Banushkina and Meuwly (48) measure a barrier of 7.8 kcal/mol from Xe4 to the distal pocket for the CO migration in wild-type sperm whale myoglobin (and 4.3 kcal/mol for the reverse migration) using umbrella sampling. We estimate these same barriers to be ∼4.5 and 3.5 kcal/mol, respectively. Bossa et al. (25) measure a symmetrical PMF barrier of ∼2.6 kcal/mol from Xe4 to the distal pocket for CO, inferred from a long simulation (in essence, umbrella sampling with a flat umbrella potential) of which ∼3 ns is spent by CO at the barrier. All three methodologies are different and have different strengths, and for this specific case, we lean toward the values provided by Bossa and ourselves as providing the more accurate theoretical results. The implicit ligand sampling analysis is based on a larger amount of independent samples obtained at every point in space (e.g., 5000 ps × 400 conformers per point in space, a 10th of which can be considered independent), as compared to the other methods that use a relatively low number of independent samples per coordinate point at the barrier (e.g., 50–100 ps × 1 conformer per reaction coordinate increment for the umbrella sampling), especially given that the sampling is spread over many values of the reaction coordinate. On the other hand, in implicit ligand sampling, there is little guarantee that large energy barriers will be sampled accurately due to the lacking influence of the ligand, and this results in overestimated energy barriers. However, when a properly conducted umbrella sampling analysis is compared to an implicit ligand sampling analysis and the latter yields a lower final free energy, then the ligand sampling is almost certainly more correct given the much larger number of independent conformations sampled per point. When the implicit ligand approach yields a higher free energy (with a large error), then it is possible that it did not sample the right protein conformations, and the umbrella sampling may be more representative, as could be the case for the Bossa et al. (25) results. One must be aware, however, that both methods do not measure the same quantity. The implicit ligand sampling measures the PMF at every point, whereas umbrella sampling measures the PMF of an area of space delimited by the area explored by the ligand during the simulation, projected onto a predefined reaction coordinate.

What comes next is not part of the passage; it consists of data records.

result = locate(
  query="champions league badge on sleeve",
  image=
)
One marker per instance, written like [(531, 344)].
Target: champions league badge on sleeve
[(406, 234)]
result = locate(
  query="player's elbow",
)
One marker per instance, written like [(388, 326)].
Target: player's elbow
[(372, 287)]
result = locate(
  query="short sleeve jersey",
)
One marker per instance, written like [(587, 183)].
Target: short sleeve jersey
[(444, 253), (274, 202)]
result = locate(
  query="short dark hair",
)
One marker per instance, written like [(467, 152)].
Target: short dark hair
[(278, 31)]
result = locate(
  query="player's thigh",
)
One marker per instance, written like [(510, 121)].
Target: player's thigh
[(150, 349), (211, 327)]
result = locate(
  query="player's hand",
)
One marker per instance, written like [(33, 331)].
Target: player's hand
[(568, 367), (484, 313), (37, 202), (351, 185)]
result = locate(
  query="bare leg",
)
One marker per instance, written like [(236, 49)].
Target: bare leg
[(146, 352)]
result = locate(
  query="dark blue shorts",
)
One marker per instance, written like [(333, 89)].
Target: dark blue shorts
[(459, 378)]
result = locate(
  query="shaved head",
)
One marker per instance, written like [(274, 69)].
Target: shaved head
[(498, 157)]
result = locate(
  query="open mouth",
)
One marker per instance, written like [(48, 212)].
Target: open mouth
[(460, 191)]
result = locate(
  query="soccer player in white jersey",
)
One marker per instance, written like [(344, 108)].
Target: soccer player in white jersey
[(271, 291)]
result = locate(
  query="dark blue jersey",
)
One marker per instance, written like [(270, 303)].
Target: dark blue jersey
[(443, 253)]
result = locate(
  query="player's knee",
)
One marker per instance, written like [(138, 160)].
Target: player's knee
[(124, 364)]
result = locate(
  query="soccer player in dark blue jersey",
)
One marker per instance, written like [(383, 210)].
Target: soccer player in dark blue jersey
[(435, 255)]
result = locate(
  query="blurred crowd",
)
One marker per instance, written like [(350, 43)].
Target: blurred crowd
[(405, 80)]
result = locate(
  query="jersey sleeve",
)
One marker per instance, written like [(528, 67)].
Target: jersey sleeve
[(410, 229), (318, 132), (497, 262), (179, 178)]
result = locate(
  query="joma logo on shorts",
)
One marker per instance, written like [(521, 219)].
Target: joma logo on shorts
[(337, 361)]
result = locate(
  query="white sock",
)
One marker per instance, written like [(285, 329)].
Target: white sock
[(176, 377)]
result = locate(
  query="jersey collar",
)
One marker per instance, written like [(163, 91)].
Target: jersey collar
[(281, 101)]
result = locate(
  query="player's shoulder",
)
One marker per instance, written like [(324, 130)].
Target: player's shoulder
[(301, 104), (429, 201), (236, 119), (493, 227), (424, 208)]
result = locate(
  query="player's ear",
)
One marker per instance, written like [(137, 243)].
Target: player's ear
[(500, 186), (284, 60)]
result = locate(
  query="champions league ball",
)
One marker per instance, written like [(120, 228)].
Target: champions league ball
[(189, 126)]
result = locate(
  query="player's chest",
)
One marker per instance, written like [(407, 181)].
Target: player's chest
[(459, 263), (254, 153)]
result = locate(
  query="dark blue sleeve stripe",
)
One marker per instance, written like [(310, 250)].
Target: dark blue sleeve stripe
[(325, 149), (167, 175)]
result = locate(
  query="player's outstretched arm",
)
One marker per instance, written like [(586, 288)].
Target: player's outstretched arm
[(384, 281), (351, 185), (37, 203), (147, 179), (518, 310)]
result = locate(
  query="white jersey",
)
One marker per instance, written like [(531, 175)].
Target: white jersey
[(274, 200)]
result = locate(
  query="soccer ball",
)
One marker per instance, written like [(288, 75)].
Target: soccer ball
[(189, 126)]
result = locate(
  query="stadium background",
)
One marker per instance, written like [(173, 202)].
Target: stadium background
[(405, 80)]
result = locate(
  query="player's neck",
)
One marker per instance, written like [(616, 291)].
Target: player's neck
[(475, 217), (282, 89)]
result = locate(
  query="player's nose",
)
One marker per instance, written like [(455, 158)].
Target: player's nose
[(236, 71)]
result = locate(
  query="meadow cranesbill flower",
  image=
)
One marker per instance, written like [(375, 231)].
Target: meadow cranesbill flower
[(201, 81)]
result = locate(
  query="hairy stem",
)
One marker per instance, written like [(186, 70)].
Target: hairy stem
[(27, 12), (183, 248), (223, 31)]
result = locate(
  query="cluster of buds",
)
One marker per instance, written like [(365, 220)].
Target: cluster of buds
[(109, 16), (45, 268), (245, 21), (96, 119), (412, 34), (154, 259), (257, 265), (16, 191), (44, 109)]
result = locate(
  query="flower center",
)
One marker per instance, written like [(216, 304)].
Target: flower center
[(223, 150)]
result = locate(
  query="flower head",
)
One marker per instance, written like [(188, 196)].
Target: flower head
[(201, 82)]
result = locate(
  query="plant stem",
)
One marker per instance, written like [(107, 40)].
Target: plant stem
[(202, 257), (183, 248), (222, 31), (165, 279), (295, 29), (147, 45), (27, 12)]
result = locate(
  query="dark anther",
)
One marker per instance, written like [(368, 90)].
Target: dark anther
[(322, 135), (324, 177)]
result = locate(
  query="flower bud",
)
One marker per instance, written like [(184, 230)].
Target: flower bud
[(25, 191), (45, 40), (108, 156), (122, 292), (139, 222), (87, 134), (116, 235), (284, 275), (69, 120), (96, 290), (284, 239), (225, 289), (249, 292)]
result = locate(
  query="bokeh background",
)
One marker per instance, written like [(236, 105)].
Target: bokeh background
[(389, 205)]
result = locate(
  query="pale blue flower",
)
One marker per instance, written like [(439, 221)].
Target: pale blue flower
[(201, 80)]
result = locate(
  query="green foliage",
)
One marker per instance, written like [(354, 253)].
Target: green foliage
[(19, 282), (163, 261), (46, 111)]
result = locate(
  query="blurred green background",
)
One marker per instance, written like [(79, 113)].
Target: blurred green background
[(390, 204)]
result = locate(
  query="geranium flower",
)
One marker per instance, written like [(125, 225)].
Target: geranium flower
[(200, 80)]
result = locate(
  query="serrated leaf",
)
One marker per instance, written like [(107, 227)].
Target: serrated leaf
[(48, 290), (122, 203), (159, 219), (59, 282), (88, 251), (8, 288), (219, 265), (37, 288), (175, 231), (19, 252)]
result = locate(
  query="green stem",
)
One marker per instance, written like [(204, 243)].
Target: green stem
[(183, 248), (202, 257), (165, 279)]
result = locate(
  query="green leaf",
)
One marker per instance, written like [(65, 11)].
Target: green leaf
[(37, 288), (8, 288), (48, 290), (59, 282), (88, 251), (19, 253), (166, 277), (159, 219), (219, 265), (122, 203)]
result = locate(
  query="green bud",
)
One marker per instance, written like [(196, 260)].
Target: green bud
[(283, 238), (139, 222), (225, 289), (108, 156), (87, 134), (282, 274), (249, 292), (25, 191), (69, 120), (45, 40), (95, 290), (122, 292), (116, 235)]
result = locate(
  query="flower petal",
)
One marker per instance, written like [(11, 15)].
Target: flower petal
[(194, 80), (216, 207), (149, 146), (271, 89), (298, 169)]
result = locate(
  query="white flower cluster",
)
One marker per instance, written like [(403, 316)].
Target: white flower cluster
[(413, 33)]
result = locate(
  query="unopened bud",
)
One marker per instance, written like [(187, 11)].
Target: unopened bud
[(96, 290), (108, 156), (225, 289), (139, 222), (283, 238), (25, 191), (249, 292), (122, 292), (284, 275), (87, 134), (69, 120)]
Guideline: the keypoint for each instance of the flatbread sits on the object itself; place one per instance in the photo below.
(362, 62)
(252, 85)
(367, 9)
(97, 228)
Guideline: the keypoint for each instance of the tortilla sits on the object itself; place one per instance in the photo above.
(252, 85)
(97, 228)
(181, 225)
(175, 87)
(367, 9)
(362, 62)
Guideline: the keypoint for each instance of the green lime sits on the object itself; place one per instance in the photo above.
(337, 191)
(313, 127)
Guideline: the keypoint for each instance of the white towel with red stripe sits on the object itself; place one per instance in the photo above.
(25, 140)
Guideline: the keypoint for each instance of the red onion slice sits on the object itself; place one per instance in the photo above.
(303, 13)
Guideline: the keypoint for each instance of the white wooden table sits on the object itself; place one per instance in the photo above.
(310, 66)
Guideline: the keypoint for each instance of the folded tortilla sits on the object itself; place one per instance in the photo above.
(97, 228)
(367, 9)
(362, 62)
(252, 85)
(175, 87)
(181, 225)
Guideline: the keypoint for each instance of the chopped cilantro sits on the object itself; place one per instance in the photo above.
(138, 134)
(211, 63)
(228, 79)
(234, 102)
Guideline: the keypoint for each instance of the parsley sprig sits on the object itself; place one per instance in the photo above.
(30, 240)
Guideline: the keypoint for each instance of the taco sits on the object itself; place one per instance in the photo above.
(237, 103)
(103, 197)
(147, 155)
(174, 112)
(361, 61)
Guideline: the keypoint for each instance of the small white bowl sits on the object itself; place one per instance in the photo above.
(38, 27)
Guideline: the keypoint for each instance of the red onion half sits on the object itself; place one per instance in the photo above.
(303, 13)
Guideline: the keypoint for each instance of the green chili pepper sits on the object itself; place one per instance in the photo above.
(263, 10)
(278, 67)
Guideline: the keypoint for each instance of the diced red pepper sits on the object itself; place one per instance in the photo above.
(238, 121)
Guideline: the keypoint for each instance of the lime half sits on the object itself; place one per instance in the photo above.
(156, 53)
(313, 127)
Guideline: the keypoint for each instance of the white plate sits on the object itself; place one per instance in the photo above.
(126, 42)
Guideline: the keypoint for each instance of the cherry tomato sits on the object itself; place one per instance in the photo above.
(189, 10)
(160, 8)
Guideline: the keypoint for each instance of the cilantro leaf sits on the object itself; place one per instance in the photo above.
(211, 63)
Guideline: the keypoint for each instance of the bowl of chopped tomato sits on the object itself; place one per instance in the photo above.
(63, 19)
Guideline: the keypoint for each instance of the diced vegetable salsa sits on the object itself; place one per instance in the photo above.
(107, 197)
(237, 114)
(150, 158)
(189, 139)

While Xe has no relevant biological function, it is frequently used in x-ray crystallography as a probe to identify the locations of cavities which may be involved in gas ligand migration. Furthermore, it has been observed in mammalian Mbs that the amino acids forming the Xe binding sites are much more conserved than other amino acids (4). For this reason, PMF profiles for Xe are relevant because they provide an interpretation for Mb structures obtained under high Xe pressure conditions. Since Xe interacts strongly with Mb and is also very large, its behavior differs from that of small diatomic gases. In our PMF profiles, this translates simply into lower binding energies for Xe in the Mb cavities sites and higher barriers between these cavities as well as to the external solution, as compared to small diatomic gases. Very important, however, is the observation that the location of Xe binding sites correlates very well with the regions of the protein that are most attractive to O2, NO, and CO. In this respect, the Xe binding sites observed in x-ray crystals do, in fact, truly indicate docking regions for diatomic gas molecules. Gas ligands do not, however, solely diffuse in proteins by means of cavities accessible to Xe, and the presence of such cavities does not automatically imply that diatomic gases must transit through them, nor does their absence indicate that a favorable pathway for gas ligands does not exist. Xe cavities merely indicate the regions in which there is a high probability of finding gas molecules, and more often than not, these cavities will reside along the pathways taken by gas ligands to reach the heme.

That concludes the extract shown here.